Egypt’s Core Inflation Rises to 14.3 Percent in June from 13.8 Percent While Headline Eases to 14.3 Percent from 14.6 Percent
Egypt’s two main inflation gauges both stood at 14.3 percent in June, but they arrived there from opposite directions. Annual core inflation rose to 14.3 percent in June, up from 13.8 percent in May. Annual headline urban inflation eased to 14.3 percent in June, down from 14.6 percent in May. The two measures, which had been apart, converged at the same level as core moved higher and headline moved lower, the Central Bank of Egypt reported in its 9 July CPI release.

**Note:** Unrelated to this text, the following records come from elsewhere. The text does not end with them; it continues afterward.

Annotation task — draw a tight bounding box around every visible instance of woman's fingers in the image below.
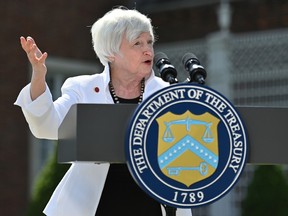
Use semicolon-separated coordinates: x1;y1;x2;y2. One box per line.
20;36;47;64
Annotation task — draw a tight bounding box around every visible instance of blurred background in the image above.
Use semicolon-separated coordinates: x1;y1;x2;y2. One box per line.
0;0;288;216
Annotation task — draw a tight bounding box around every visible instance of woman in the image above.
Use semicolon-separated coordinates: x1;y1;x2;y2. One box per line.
15;8;191;216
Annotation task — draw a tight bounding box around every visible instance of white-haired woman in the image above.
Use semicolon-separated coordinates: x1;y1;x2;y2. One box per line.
15;8;191;216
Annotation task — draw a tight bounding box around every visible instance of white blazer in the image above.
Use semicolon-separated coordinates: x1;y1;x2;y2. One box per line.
15;65;192;216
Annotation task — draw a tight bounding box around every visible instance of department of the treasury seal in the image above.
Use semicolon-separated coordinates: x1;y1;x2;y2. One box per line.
125;83;248;208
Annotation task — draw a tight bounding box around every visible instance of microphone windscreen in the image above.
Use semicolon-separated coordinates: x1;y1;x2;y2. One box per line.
154;52;168;64
182;53;198;65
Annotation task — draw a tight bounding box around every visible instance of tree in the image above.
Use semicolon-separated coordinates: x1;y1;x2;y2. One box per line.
242;165;288;216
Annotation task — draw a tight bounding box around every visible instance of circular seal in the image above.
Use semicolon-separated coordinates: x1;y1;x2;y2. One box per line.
125;83;247;208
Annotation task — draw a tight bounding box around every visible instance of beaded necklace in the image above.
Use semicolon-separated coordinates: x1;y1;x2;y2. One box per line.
108;79;145;104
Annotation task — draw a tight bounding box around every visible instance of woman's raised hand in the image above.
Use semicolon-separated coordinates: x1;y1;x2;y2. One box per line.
20;36;48;100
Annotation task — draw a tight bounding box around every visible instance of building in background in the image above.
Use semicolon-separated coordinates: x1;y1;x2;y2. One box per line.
0;0;288;216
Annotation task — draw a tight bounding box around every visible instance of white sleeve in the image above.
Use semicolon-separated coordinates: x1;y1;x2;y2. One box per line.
14;79;79;140
14;84;60;139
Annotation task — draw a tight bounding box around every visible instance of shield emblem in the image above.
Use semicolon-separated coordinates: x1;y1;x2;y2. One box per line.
156;110;220;187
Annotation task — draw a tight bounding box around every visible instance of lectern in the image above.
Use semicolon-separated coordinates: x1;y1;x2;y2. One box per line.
58;104;288;164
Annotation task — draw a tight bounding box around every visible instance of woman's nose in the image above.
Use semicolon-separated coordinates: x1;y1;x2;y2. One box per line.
144;46;154;56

Core inflation is the reading the central bank watches most closely, and its rise is the notable development. Computed by the CBE by excluding volatile food items and regulated items from the CPI basket, core inflation recorded its first annual increase since March, after declining in April and holding steady in May. The headline urban figure is compiled by the statistics agency CAPMAS.
The monthly data add important nuance. Core CPI rose 0.3 percent month on month in June, sharply below the 1.6 percent monthly increase recorded in May. That means the rise in annual core inflation was not driven by a fresh monthly surge; it partly reflects base effects and the comparison with June 2025, when monthly core inflation was negative 0.2 percent. This makes the print mixed rather than outright negative: annual core inflation increased, but the latest monthly core impulse slowed.

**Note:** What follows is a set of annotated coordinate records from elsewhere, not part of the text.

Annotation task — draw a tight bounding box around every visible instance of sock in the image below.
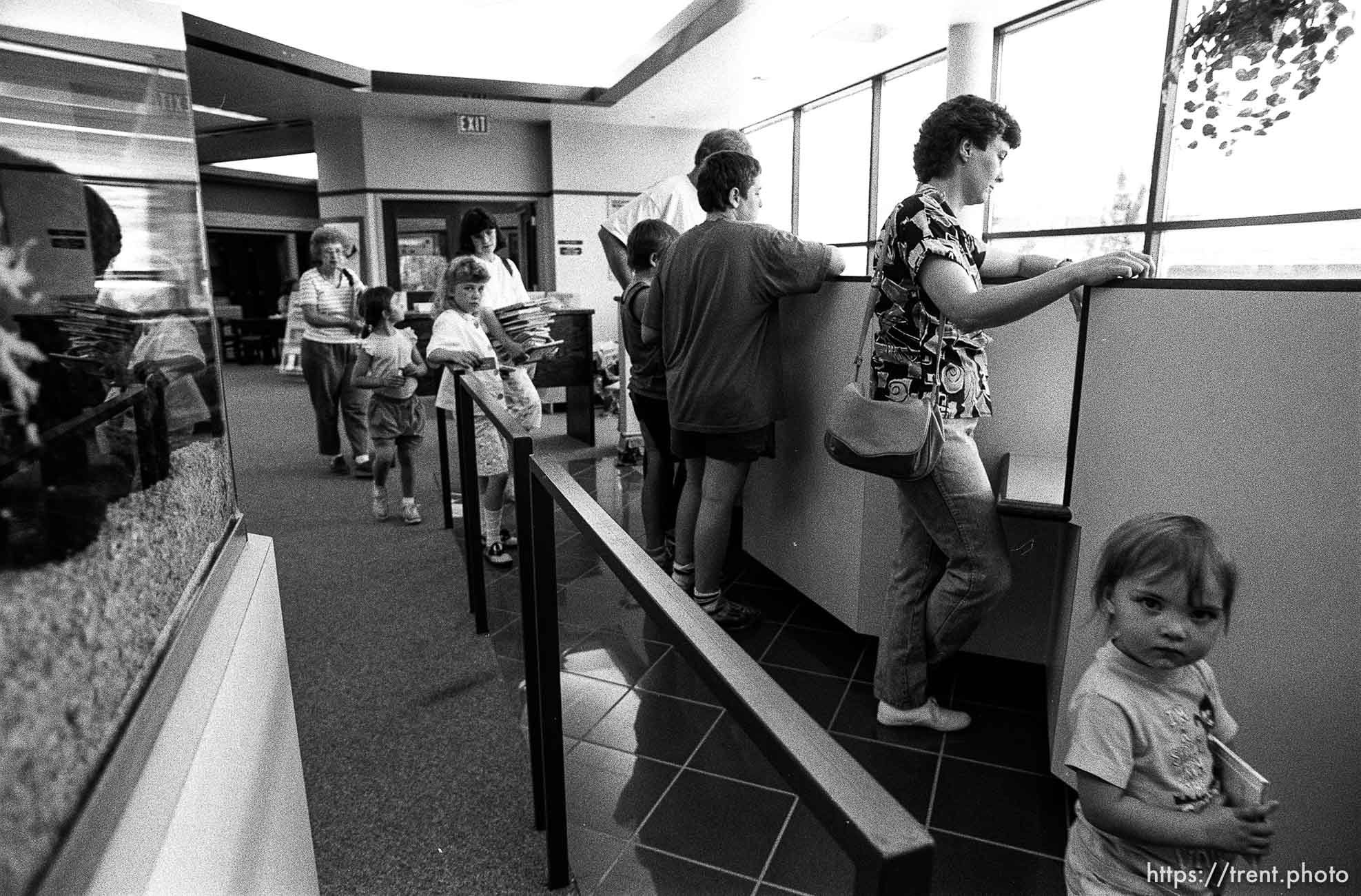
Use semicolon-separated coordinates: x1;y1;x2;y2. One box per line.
482;505;504;544
671;564;694;589
694;582;723;613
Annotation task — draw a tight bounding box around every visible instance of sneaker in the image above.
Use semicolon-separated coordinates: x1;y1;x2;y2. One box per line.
875;698;973;731
671;560;694;596
705;598;764;632
482;542;513;567
646;546;673;572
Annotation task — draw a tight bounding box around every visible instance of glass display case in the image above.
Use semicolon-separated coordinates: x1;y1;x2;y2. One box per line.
0;10;240;893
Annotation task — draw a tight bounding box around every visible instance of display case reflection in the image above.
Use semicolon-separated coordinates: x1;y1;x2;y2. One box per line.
0;26;236;893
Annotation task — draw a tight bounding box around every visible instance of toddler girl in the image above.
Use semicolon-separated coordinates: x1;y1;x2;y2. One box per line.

On the headline side, the monthly reading also eased: urban headline CPI fell 0.4 percent month on month in June after rising 1.6 percent in May. The decline was helped by a sharp 8.7 percent monthly drop in fruits and vegetables, while regulated items rose only 0.1 percent on the month. On an annual basis, regulated-item inflation stood at 13.7 percent and fruits and vegetables inflation at 16.9 percent.
The policy implication is therefore balanced. Headline inflation is still easing, which supports the broader disinflation story, but core inflation rising back to the same level as headline inflation makes the case for immediate rate cuts less straightforward. With the overnight deposit rate at 19.00 percent and both headline and core inflation at 14.3 percent, Egypt’s ex post real deposit rate is about 4.7 percentage points, our calculation. That keeps monetary policy firmly restrictive and gives the central bank room to wait for clearer evidence that both headline and core inflation are moving sustainably lower.

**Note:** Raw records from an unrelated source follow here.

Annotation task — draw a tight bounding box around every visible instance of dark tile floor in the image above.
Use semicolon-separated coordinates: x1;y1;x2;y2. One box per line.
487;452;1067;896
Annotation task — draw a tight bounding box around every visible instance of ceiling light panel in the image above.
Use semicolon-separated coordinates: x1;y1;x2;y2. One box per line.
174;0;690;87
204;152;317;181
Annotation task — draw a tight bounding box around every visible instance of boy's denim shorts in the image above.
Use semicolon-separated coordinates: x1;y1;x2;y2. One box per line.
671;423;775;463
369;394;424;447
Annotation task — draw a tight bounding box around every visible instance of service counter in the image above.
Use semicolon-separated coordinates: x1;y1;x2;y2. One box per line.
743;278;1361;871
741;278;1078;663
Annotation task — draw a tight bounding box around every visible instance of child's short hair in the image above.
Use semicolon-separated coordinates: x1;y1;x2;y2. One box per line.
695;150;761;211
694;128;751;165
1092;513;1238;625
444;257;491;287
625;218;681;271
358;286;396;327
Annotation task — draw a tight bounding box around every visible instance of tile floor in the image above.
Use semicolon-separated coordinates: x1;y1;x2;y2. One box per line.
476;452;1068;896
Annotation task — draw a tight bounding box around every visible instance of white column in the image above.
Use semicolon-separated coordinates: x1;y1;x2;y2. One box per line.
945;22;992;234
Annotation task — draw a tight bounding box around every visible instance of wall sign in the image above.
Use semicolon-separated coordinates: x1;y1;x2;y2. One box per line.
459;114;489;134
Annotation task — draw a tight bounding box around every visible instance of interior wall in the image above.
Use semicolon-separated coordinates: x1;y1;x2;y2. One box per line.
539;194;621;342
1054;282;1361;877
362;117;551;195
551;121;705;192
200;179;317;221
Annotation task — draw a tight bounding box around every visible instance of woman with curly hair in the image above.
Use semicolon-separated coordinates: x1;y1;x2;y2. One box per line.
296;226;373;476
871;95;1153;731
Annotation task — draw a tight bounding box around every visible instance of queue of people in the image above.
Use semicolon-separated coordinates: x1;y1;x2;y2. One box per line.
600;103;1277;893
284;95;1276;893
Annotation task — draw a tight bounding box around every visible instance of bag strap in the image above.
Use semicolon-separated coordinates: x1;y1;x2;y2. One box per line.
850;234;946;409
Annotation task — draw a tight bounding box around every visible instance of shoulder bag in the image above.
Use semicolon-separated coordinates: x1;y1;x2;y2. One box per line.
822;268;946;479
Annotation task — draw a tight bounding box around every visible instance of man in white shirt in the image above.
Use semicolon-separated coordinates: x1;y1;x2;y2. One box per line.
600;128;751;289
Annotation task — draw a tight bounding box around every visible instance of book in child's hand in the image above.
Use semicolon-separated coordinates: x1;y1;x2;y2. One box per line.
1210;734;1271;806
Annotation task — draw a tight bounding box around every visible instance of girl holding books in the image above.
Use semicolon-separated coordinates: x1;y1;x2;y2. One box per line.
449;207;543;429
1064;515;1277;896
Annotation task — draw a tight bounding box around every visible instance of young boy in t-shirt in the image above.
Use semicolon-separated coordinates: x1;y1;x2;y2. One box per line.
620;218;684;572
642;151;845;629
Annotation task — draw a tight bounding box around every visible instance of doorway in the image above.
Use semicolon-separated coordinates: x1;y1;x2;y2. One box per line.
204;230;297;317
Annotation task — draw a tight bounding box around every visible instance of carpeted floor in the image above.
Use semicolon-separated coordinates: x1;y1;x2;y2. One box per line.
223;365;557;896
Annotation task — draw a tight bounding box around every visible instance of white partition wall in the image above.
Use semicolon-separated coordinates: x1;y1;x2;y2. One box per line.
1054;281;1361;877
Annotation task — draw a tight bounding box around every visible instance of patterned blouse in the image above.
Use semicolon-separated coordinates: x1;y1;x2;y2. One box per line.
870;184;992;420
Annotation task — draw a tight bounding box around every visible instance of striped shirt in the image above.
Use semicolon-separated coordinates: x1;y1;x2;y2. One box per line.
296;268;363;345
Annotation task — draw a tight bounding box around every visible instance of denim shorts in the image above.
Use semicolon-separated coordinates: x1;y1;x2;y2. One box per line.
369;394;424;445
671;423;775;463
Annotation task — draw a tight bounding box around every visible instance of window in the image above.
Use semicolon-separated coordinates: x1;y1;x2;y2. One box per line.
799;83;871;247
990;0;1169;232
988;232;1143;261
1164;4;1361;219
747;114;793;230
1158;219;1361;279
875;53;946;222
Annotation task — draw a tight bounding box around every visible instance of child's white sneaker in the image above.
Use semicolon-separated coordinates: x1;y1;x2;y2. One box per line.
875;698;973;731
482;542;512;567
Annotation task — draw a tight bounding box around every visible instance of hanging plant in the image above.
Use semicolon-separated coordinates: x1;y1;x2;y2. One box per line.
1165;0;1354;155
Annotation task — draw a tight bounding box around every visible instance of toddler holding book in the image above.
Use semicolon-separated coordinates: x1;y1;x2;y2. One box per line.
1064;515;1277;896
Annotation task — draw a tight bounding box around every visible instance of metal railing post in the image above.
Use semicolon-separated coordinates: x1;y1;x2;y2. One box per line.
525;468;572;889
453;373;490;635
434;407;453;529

The Monetary Policy Committee was scheduled to meet on 9 July, the fourth scheduled MPC meeting of 2026 after the February, April and May meetings. As of publication, the official 9 July MPC decision had not yet appeared on the CBE site. The latest published MPC decision remains the 21 May statement, when the CBE kept the overnight deposit rate at 19.00 percent, the overnight lending rate at 20.00 percent, the main operation rate at 19.50 percent and the discount rate at 19.50 percent. The July decision should therefore be treated as pending until the official statement is released.
Why it matters: Inflation and interest rates are the twin anchors of Egypt’s stabilisation. June’s data send a mixed signal: headline inflation eased and monthly price pressure cooled, but annual core inflation rose, suggesting that underlying inflation has not fully converged to a comfortable path. That supports a cautious central-bank stance, especially with Egypt still working to preserve real returns, maintain pound stability, and support the confidence created by net international reserves of US$55.1 billion at the end of June. For the wider MENA region, Egypt remains one of the most important emerging-market stabilisation cases and a bellwether for how quickly high-rate economies can move from disinflation to monetary easing.
Outlook: The immediate marker is the official 9 July MPC decision statement. Beyond that, the key tests are whether July headline inflation continues to ease, whether core inflation reverses June’s annual uptick, and whether food, regulated prices, fuel and exchange-rate conditions remain contained. The next scheduled MPC meeting is 20 August. A rate-cut case would be stronger if both headline and core inflation move lower together; another firm core reading would argue for patience.